D.C. lawyer and immigration advocate Karen T. Grisez to receive ABA 2025 Pickering Award

By American Bar Association 

Karen T. Grisez, pro bono counsel in the Washington, D.C., office of Fried, Frank, Harris, Shriver & Jacobson LLP, is the 2025 recipient of the John H. Pickering Award of Achievement, presented by the American Bar Association Senior Lawyers Division. Grisez will be recognized at 12:30 p.m. on Saturday, Aug. 9, as part of the American Bar Assoiciation Annual Meeting, which will be held Aug. 6-12 in Toronto.

The award honors the life and accomplishments of John H. Pickering, co-founder of the Washington, D.C., law firm formerly known as Wilmer, Cutler & Pickering (now WilmerHale), who was involved in a variety of pro bono activities and law-related societal issues affecting older adults. It recognizes lawyers or judges who demonstrate outstanding legal ability and have compiled a distinguished record of service to the profession and their communities, resulting in significant contributions to improving access to justice for all.

After beginning her career as a litigation associate at Fried Frank in 1990, Grisez managed the Washington office’s pro bono program for more than two decades. In that role, she provided supervision and direct representation to pro bono clients in traditional civil poverty law cases including veterans’ benefits, Social Security disability, family law and housing, and became increasingly involved in asylum and other immigration matters. Since early 2023, she has focused exclusively on the firm’s immigration pro bono docket in both the New York and Washington offices.

Grisez has extensive litigation experience in federal courts, before the Board of Immigration Appeals and in immigration courts around the country. She is a frequent speaker and trainer on legal topics relating primarily to asylum, other forms of immigration relief, immigration court reform, detention, ethics and representation of victims of torture and trauma. She has testified three times before Congress and once before the U.S. Commission on Civil Rights as the ABA’s representative on immigration-related topics.

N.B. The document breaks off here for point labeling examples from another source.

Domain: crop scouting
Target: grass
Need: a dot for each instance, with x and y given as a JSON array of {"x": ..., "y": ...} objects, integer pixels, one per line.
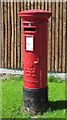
[{"x": 12, "y": 99}]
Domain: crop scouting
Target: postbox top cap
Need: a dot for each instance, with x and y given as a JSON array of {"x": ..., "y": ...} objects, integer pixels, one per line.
[{"x": 35, "y": 12}]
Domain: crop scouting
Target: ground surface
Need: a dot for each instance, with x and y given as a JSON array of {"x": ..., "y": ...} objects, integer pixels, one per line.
[{"x": 12, "y": 99}]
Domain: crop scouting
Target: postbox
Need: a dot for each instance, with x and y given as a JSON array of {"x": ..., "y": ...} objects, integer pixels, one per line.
[{"x": 35, "y": 32}]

Grisez is a member of the ABA, a former chair and former member of its Commission on Immigration and the Working Group on Unaccompanied Minor Immigrants. She has served on the Advisory Board of the ABA Immigration Justice Project in San Diego and previously served on the ABA Standing Committee on Pro Bono and Public Service. Grisez is a member of the American Immigration Lawyers Association and served for many years on its national Pro Bono Committee and the District of Columbia chapter’s Pro Bono Committee. She currently represents AILA in the ABA House of Delegates.

Grisez served as former member and chair of the board of trustees of the Center for Migration Studies of New York, a member of the board of directors of the Capital Area Immigrants’ Rights Coalition (now Amica Center for Immigrant Rights), the Washington Lawyers’ Committee for Civil Rights and Urban Affairs, and is a longtime member of the board of the Washington Council of Lawyers. She is also a former chair of the District of Columbia’s Advisory Committee on Pro Se Litigation and just completed her tenure as a board member on the Indigent Civil Litigation Fund of the U.S. District Court for the District of Columbia. She practices before other courts in the District of Columbia and Maryland.
Grisez received a bachelor’s degree from the University of Maryland and a law degree from the Columbus School of Law at Catholic University of America. She is the recipient of AILA’s 2025 Michael 
Maggio Memorial Pro Bono Award and the 2024 Humanitarian Service Award from the Center for Migration Studies of New York.